We exchange a rapid-fire series of messages identifying ways to get food in the local community. I suggest she set up a Go-fund Me page for the current financial stress and need for groceries. I check my cupboards and admit to myself my impulse shopping in bulk might have finally paid off. I have groceries to spare.
I promise to bring a few bags by after I’ve taken my boy to his oh-so-reluctant music lesson. As we leave the center where he has therapy, the snow, which had been gracefully wafting as we went in, is now swirling madly as if dancing to a demented waltz.
Driving is dizzying and the roads are slick. At one point, I see a car make a sharp left at a corner and drive straight into a building. Fortunately, the driver had been crawling through the intersection, but it forced me to reroute from our destination. I’ve never been so grateful to make it to someone’s house.

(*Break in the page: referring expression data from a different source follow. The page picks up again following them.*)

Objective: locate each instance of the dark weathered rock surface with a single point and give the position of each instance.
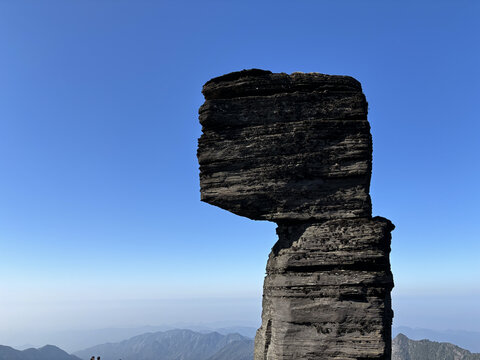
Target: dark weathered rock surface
(285, 147)
(296, 149)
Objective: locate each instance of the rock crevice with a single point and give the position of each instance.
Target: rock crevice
(297, 150)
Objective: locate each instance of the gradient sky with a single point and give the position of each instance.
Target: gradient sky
(99, 189)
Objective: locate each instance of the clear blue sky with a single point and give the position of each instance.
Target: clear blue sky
(99, 190)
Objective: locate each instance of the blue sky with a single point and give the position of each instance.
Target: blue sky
(99, 190)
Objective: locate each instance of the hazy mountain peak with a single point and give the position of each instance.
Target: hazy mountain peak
(405, 349)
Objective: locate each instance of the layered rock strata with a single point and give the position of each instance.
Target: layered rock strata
(296, 149)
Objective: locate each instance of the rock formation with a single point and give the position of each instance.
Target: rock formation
(296, 149)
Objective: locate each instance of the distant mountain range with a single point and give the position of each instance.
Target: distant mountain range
(175, 345)
(469, 340)
(48, 352)
(190, 345)
(405, 349)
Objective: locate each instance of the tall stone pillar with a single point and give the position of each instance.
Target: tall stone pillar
(296, 149)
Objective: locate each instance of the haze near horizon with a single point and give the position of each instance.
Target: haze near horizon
(101, 224)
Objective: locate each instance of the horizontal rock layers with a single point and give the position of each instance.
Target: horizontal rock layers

Periwinkle waves her uninjured arm from the door, but sends her older son to grab some of the stuff. I admit when I hand mine off to her, “If I hadn’t already promised to come, I would have saved this for tomorrow.” I indicated the near-blizzard swirling around us. She thanks me, but we are both a little awkward and make quick goodbyes to get in out of the freezing cold.
I have no great end to this bizarre, journalistic turn of events. I began this article with lighthearted intentions—before I spoke with Periwinkle. I have no illusions about my acumen as a reporter; I just know that there are some things I can’t ignore. I prefer to write about laughter and whimsy—it is my cure for the dark that tends to lurk. But, I can’t stand by when someone else is drowning. Can you?
If you want to help Periwinkle, here is a link to her GoFundMe
Asterisk Bedazzled Footnotes:
* I’m the covetous bad girl at the Lane 6 register.
**Feeling superior because of other people’s poor food choices, would the German for this be ‘Schaden-Foodie?’
***Sunny D lives in California where, apparently, emoticons are used instead of punctuation marks.